Maybe it’s just because misery loves company, but I have a masochistic compulsion to tell and hear all about the worst sex and dating stories people are willing to reveal. I thrive on reliving uncomfortable encounters at CTP; I crave cringe-worthy tales of completely unsalvagable nights of utter destruction. But I know there’s a reason that the pitiful stories are the ones that are retold on Saturday mornings: Everyone loves to know they’re not alone in their fiascoes.
First dates are (obviously) excellent predictors of what’s to come and result in some of the most entertaining tales of awkwardly mismatched personalities. There’s a good chance that everyone will have at least one total failure on their dating record. There are plenty of compatible people in the world but there are only a few who can successfully get one’s mental and physical juices flowing. I’ve had only a few great dates that really won me over — Chili’s and Diet Coke combo, for example — but I’ve also had some plummet faster than Kappa Sig’s nationwide reputation (Google USC’s Kappa Sig scandal and hate men). But is a fear of crashing and burning keeping us from consorting?
My worst first date was in high school, so it’s had some time to ferment and solidify its ranking as the worst attempt at compatibility to-date. I really had no idea what was in store when he picked me up at my house — I guess that was probably mistake number one. I naively agreed to begin our date with a trip to his family’s business. Always a proponent of good, old-fashioned blue-collar workers, I had no qualms about it when we pulled up to his house.
Until I realized that I was at a funeral home.
I don’t remember being particularly concerned at first for some reason, but I attribute that to the fact that I’ve always harbored some interest in the dead/undead. I’m a creep, I know. But the novelty wore off quickly as I got a tour of the casket selection, accompanied by the most disturbing quote of the night: “It’s always been my dream to take advantage of a girl in a coffin.” He quickly added that he didn’t mean a dead girl, but the idea of using a coffin as a love pad gives cause enough for alarm. I was on a date with a borderline necrophiliac.
Alas, my tour continued. We sat in the hearse and had a normal, non-funeral home related conversation about his post-high school plans as he tenderly held my hand. I feigned enthusiasm but I was silently just praying that he didn’t also dream about having sex in a hearse. He then graciously extended the offer to take me to the embalming room, but I politely declined when I found out that a lady-in-waiting, if you will, was already occupying the room for the night. In a small town, there’s a solid chance that I would have recognized somebody’s grandmother — talk about a lady-boner killer. It was like the morbid version of turning down a guy at the end of the night when he wants you to come to his apartment. No, thanks, I don’t want to come back to your (embalming) room.
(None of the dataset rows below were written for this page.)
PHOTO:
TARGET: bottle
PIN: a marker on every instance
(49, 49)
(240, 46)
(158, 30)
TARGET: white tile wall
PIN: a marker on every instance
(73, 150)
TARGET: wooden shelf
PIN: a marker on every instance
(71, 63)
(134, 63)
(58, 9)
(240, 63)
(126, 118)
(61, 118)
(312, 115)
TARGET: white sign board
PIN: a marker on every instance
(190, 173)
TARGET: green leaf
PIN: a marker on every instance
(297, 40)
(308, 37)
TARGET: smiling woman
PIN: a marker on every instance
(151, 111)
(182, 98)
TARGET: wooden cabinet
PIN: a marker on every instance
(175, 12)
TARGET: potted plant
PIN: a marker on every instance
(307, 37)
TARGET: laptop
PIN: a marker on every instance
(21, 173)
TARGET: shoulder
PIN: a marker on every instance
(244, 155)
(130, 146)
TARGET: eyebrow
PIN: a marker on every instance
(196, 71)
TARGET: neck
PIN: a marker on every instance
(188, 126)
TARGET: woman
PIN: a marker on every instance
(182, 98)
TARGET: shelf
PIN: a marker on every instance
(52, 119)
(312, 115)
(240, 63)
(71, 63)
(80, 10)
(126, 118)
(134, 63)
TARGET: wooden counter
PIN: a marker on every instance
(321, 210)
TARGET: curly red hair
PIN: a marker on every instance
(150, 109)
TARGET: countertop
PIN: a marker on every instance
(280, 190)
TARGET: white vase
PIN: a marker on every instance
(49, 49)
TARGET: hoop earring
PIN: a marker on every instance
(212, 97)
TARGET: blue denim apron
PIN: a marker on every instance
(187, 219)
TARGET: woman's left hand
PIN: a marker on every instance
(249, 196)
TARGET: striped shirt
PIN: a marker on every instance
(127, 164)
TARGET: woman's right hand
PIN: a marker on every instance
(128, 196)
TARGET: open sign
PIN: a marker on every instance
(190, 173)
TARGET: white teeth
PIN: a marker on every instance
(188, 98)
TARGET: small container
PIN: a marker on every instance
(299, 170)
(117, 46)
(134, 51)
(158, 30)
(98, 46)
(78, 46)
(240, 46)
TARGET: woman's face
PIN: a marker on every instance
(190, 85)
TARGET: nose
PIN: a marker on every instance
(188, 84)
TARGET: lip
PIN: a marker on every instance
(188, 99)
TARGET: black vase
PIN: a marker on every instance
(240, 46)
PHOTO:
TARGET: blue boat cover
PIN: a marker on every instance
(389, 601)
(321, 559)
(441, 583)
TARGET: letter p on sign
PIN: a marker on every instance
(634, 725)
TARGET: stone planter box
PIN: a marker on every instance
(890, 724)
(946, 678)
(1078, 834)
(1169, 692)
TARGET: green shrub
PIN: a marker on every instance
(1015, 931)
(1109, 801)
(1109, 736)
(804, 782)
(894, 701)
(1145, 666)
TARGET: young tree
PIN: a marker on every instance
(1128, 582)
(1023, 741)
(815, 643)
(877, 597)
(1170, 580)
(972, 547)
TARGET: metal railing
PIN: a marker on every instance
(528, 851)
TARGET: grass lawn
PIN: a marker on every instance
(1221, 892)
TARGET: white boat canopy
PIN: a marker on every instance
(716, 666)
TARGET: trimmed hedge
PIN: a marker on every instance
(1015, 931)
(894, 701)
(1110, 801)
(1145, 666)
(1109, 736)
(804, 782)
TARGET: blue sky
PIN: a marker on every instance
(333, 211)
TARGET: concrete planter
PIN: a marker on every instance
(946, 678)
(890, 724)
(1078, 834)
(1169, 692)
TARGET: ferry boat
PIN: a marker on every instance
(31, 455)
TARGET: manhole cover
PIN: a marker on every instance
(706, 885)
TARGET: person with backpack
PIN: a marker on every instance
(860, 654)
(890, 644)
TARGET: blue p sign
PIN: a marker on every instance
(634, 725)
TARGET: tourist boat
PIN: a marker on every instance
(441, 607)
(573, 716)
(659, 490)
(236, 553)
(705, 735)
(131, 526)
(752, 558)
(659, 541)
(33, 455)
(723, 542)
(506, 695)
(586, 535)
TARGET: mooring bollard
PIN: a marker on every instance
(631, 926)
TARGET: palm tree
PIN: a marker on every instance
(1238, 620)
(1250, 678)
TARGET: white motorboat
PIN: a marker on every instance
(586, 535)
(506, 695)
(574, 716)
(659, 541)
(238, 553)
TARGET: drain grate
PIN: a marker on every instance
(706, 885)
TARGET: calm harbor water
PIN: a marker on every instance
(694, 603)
I think a good portion of girls are easily wooed by being asked out on a date, for no other reason than that it in this day and age it seems to fall far from the norm. So many collegiate hook ups and relationships skip what I think should be an important step in any progression. Buying pizza at the end of the night does not cover the get-to-know-you dinner/lunch/coffee session. I’m not even saying that it’s necessary to buy a girl dinner — I’d personally feel more comfortable splitting the check on the first date — but the whole idea of actually dating seems to have fallen by the wayside. In a national survey of close to four thousand women, fifty-eight percent reported that they’ve been on only four dates within the past year. The sad part is that that seems like a whole lot to me. I’ve been on about four dates within the past … four years. One of them was two years ago when my then-boyfriend forgot my name as he was introducing me to a girl he used to hook up with. BUT 22 percent of southern women say they’ve been on over nine dates within the past year. As if I needed another reason to want to move to the south. Geez.
Of course, there’s always the chance that if I went on more dates, I might end up in some more funeral home-esque situations. Maybe I’d get to visit a meth lab or something — who knows what kind of secret business a guy’s family might have. Or maybe I’d just get to go to a restaurant. My money is on the meth lab.